Staff Sgt. Danielle Kerfeld named Alaska Airman of the Year for 2022
Inside the Gates
ANCHORAGE, Alaska (KTUU) - Joining the U.S. Air Force was a dream Staff Sgt. Danielle Kerfeld had for years.
Now, at 24 years old, they have taken the leap and enlisted after serving as a police officer in Minnesota.
Since being a part of Joint Base Elmendorf Richardson, Kerfeld has left waves of admiration across the base for how true they are to themselves in addition to how they perform as a law enforcement officer.
“Dannie is very humble, passionate about the things she does across law enforcement,” Senior Master Sgt. Sarah Colwell said.

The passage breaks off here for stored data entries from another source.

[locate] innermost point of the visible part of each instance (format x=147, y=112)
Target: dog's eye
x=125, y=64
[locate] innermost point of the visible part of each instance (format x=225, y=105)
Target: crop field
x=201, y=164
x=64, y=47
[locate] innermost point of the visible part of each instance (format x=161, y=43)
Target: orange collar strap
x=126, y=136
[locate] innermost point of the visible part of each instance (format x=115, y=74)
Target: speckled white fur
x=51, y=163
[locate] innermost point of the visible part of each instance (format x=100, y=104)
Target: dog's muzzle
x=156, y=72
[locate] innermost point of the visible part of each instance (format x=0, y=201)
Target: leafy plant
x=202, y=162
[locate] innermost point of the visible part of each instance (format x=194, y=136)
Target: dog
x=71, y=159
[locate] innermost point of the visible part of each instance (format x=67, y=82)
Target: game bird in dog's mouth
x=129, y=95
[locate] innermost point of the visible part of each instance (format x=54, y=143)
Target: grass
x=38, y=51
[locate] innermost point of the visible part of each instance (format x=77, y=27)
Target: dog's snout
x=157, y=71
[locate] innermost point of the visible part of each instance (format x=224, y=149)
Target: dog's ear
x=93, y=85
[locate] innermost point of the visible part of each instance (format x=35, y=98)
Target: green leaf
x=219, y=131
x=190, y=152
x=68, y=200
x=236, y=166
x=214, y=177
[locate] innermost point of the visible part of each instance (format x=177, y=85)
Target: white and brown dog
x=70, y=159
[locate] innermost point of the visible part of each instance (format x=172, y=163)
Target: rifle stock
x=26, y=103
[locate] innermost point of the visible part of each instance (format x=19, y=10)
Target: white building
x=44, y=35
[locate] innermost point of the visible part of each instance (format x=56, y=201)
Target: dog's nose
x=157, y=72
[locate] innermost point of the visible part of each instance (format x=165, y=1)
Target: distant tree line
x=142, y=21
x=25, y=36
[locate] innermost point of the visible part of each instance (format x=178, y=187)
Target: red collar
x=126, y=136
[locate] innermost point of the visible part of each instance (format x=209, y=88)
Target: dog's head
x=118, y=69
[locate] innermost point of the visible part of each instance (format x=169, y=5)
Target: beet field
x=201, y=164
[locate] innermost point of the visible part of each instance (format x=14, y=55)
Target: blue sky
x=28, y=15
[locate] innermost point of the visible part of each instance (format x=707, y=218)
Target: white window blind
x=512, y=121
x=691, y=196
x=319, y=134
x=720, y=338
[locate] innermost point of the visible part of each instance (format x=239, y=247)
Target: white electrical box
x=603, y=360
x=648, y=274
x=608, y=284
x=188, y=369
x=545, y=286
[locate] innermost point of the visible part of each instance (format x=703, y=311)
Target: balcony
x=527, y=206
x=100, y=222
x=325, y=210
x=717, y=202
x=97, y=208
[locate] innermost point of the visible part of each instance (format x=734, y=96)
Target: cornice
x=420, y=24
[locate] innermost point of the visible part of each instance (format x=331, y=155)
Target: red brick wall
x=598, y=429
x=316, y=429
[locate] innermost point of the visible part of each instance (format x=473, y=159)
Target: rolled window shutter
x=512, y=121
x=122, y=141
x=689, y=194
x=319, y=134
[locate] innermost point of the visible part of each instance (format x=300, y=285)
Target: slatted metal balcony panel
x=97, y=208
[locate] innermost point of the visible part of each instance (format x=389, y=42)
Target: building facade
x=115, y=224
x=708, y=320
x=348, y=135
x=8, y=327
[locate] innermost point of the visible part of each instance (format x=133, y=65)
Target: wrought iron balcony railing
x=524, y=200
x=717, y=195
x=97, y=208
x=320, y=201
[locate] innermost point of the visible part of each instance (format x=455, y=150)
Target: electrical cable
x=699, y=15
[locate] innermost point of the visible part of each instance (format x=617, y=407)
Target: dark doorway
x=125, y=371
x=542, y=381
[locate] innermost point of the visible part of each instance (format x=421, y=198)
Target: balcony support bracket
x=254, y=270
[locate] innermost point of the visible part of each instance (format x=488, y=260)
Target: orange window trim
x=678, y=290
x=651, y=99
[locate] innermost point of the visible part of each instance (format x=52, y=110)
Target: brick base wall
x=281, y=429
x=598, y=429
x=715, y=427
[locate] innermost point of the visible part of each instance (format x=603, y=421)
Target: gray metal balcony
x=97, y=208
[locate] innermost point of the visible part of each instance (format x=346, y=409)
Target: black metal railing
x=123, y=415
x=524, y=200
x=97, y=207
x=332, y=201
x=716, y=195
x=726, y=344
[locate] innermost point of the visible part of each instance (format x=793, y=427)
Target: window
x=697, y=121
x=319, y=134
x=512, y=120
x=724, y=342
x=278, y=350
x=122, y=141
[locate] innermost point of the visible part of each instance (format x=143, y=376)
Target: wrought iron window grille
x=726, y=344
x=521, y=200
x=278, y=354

In February, Kerfeld was recognized as the Alaska Airman of the Year as one of 12 select junior enlisted service members to be recognized as the Alaska Service member of the year award by ASYMCA of Alaska.
“I knew right away once I read the requirements that Dannie was a prime candidate,” Colwell said.
But Kerfeld said the recognition came as a surprise.
“I knew the package was submitted. I was completely blindsided,” Kerfeld said. “It was actually the most emotion I felt from receiving some recognition of that sort.”
Kerfeld was recognized for the work they’ve done fostering relationships between law enforcement and the community, their high character and excelling in their role.
“(They have) read with schoolchildren, and just shown that police are caring individuals and presence,” Colwell said. “And then in the local community of Anchorage, she’s done summer safety days and also done Shop With A Cop around Christmas time.”
However, the real legacy Kerfeld might just be leaving behind is their ability to be true to themselves.
“I can honestly say, I’ve served the last four years just being myself. And without sacrificing who I am,” Kerfeld said. “I was a kind person. I was a good person. I was a professional.”
Being themselves has been a personal mission, according to Kerfeld. Being in the military can often encourage people to sacrifice parts of their personality — but Kerfeld was determined to be themselves while helping inspire others and being a voice for other LGBTQ individuals.
Officials say that Kerfeld has been an active advocate for gender and LGBTQ equality on base, and an educator in helping the Department of Defense recognize the need for inclusion.
Kerfeld also hopes they can be a voice of support to others who are fearful of joining the military.
“I want to people able to send that message that you can be successful, and be different and be outside of the norm,” Kerfeld said.